Seven o’clock came and went. I circled Kelly’s five times, expanding my search for parking by an additional block with each circuit. Saturday night at Kelly’s with Holly singing, I should expect something else? Wherever Holly sang her unique blend of traditional Celtic music, her own compositions, and upon occasion, parodies of science fiction/fantasy themes known as filk, she drew a capacity crowd.

I finally settled into a ten- level parking structure and forked over an exorbitant price for it. Then I had to trek through a less than savory part of town.

“Can you spare a buck for a cup of coffee,” a scruffy man whispered from a darkened doorway.

I hurried my steps past him and the sour wine and vomit odors of eau de neglect that permeated the neighborhood.

“Dear Scrap, wish you were here,” I composed a virtual postcard. I’m a Warrior of the Celestial Blade, trained in a variety of weapons. If I found myself weap-onless and couldn’t defend myself, I knew how to flee danger.

Yeah, right. When had I ever been prudent and fled?

I was on my own without a weapon. I had only the dubious pen and notebook in my purse, and my wits. Subtly I shifted the pen to my skirt pocket. Despite the cool of the evening it felt warm in my hand. An idea slithered around my brain. I scribbled it into the notebook as I walked.

The bouncer at the front door recognized me and passed me into the standing-room-only bar and grill. I was still scribbling when I spotted Holly discussing arcane equipment and settings with the sound engineer.

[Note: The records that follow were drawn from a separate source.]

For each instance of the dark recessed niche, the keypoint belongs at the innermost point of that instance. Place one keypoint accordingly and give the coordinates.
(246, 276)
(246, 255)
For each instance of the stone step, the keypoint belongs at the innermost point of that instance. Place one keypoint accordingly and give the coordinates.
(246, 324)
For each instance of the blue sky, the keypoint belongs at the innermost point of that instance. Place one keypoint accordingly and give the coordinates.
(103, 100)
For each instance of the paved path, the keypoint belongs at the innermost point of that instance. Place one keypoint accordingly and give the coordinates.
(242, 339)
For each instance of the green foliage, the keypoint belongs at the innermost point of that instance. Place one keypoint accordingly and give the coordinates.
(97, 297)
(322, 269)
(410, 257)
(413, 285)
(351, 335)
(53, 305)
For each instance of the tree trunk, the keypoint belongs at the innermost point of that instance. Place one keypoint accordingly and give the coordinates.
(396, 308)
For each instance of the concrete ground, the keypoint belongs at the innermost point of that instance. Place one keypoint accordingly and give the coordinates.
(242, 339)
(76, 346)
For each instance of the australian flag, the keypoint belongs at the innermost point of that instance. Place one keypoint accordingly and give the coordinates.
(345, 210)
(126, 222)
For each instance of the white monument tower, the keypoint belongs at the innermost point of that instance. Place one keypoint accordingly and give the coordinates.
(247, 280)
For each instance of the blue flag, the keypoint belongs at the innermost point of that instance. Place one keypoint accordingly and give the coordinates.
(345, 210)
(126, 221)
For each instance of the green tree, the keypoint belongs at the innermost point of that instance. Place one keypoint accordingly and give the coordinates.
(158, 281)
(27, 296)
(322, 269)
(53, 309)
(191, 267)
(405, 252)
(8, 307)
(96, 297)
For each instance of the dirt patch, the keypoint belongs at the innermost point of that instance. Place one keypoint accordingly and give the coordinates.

“Tess, you’re a lifesaver!” Holly Shannon said as she threw her arms around me. Tendrils of her bright red mane tickled my nose and threatened to curl into my mouth.

That edge of nervous laughter still clung to her voice. Her substantial body felt stiff and fragile in my arms. She clung a little too long for casual friendship, her fingers tight with anxiety.

“The crowd is really jumping tonight,” I said, looking around at the laughing patrons who raised glasses of beer and ate the excellent sandwiches, hamburgers, or corned beef platters. A series of loud guffaws drowned out the piped-in overly romanticized Irish ballads.

“That’s what I’m afraid of,” Holly said quietly into my ear. Not something to share with others.

I beckoned her to a tiny backroom. Cement walls muffled the noise to a dull roar.

“What’s wrong?” I asked, rounding on her as soon as I was sure of some privacy.

“Um.” Holly looked around warily.

“Spill it, Holly. We’re friends.”

A frisson of alarm climbed my spine and set my scar to throbbing. I don’t believe in coincidences. I land in situations like this for a reason.

And it had to happen on the one night in four years that Scrap had taken off for elsewhere.

“It’s been happening a lot around town. A musician gathers a larger than usual crowd. They start off pumped.” She hung her head, letting that fabulous hair swing forward, masking her face. (I’d give my eyeteeth for hair like that. Or hair that behaved. My short, dirty blonde, wire-tight curls never did what I wanted.) She forgot that at five-seven, she topped me by a good five inches. Dropping her face brought her closer to eye contact.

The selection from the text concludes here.